Against the backdrop of the rising price of oil prices, the landing cost of Premium Motor Spirit (petrol) imported into Nigeria has increased to N186.33 per litre.

Investors King had exclusively reported on February 9 that the landing cost of PMS rose to about N180 per litre on February 5 from N158.53 per litre on January 7.

Crude oil price accounts for a large chunk of the final cost of petrol, and the deregulation of petrol price by the Federal Government last year means that the pump price of the product will reflect changes in the international oil market.

Going by the petrol pricing template of the Petroleum Products Pricing Regulatory Agency, the landing cost of petrol rose to N186.33 per litre on February 16, with the pump price of the product expected to be N209.33 per litre.

The international oil benchmark, Brent crude, closed at $63.96 per barrel on February 16, up from $59.34 per barrel on February 5.

The rising price of crude oil pushed the cost of petrol quoted on Platts to $560.75 per metric tonne (N163.08 per litre, using N390/$1) on February 16 from $543.25 per metric tonne (N157.99 per litre) on February 5.

Other cost elements that make up the landing cost include freight (N10.29), lightering expenses (N4.57), insurance cost (N0.25), Nigerian Ports Authority charge (N2.38), Nigerian Maritime Administration and Safety Agency charge (N0.23), jetty throughput charge (N1.61), storage charge (N2.58), and financing (N1.33).

The freight cost increased to $35.41 per MT (N10.29 per litre) last Wednesday from $30.04 per MT (N8.74 per litre) on February 5.

The pump price is the sum of the landing cost, wholesale margin and the distribution margins.
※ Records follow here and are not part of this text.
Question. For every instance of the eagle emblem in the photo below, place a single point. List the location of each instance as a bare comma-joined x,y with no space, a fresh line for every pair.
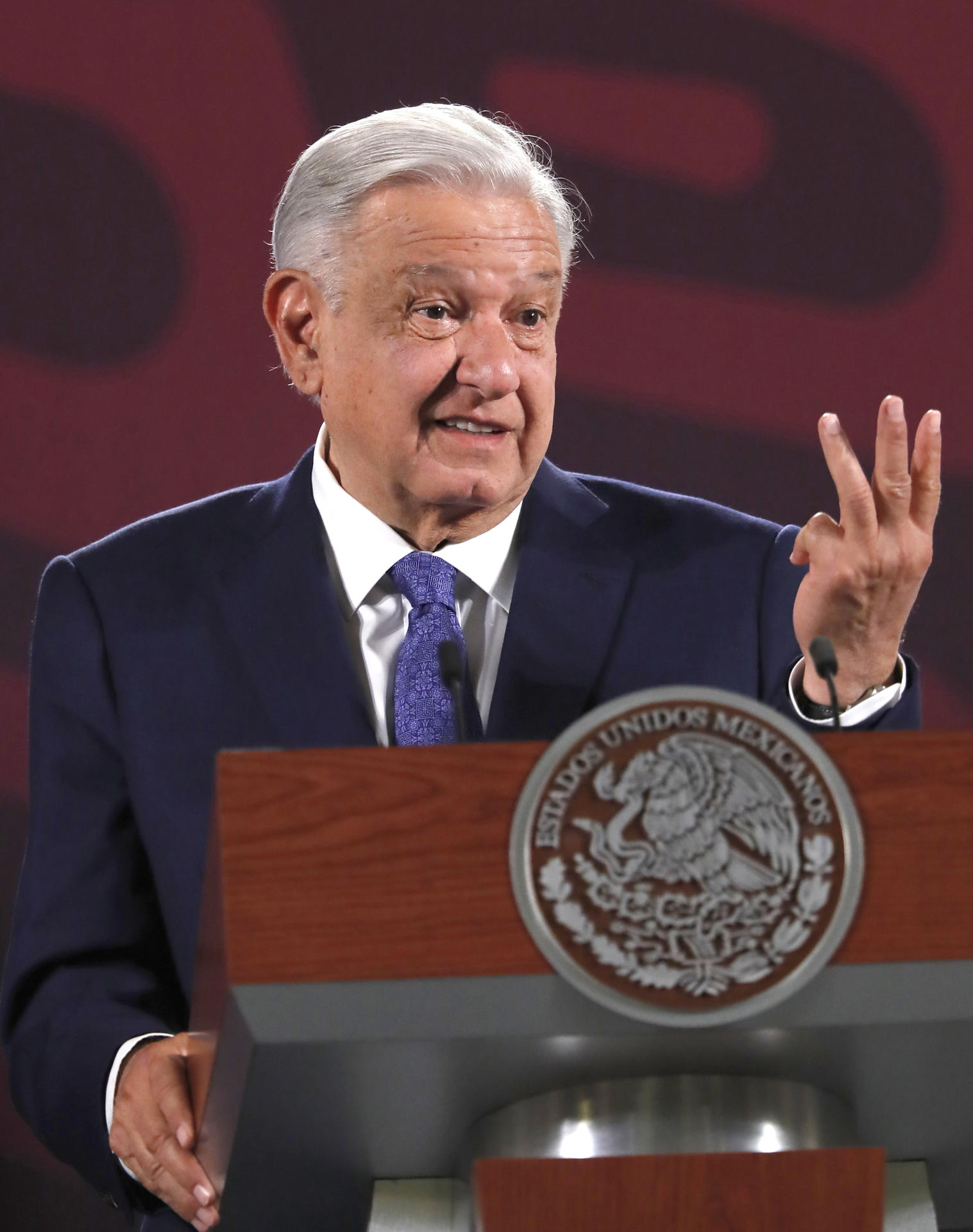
695,870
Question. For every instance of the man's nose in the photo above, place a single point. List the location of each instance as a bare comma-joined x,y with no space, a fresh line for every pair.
488,359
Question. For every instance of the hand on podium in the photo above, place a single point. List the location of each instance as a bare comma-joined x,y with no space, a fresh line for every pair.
153,1130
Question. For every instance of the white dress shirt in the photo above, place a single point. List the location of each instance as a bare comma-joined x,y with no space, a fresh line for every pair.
361,550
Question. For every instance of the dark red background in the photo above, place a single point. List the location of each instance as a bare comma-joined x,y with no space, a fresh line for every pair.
781,196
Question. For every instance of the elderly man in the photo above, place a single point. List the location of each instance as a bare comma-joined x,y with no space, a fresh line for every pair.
420,258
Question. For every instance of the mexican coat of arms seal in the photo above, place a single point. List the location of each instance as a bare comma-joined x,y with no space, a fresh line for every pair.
686,857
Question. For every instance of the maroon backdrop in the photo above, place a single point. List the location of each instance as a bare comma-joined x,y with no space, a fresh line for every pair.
781,196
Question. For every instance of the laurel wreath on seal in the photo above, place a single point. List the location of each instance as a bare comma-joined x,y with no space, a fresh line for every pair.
709,941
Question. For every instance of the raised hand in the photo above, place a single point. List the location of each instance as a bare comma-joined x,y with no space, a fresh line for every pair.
153,1130
866,570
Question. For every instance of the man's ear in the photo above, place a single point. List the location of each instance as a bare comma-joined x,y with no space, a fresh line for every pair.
296,313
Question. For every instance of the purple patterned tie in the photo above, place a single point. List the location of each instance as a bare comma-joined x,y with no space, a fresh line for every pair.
424,706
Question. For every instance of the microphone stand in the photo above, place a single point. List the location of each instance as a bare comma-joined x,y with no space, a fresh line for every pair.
825,664
451,673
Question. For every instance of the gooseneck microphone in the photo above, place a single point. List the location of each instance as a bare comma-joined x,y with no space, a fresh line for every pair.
451,673
825,664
The wholesale margin is N4.03 while the distribution margins comprise transporters allowance (N3.89), retailer (N6.19), bridging fund (N7.51), marine transport average (N0.15), and admin charge (N1.23).

Apart from the changes in global crude oil prices, the exchange rate of naira to the dollar also affects the cost of imported petrol.

The cost of petrol would be higher if the 410/$1 rate at which the naira closed on Monday at the Investors’ and Exporters’ Foreign Exchange Window was used. The naira closed at 480/$1 at the parallel market.

The Nigerian National Petroleum Corporation, which has been the sole importer of petrol into the country in recent years, is still being relied upon by marketers for the supply of the product despite the deregulation of the downstream petroleum sector.

Oil marketers said recently that they were ready to resume importation of petrol if the foreign exchange was made available to them at a competitive rate.

“The discussion we should be having today is how best to maximise the benefits of the removal of price controls and subsidies while minimising the adverse effects of this action on our citizens,” the Chairman, Major Oil Marketers Association of Nigeria, Mr Adetunji Oyebanji, said at a virtual press briefing.

Brent crude, against which Nigeria’s oil is priced, rose by $1.67 to $64.58 per barrel as of 6:08pm Nigerian time on Monday.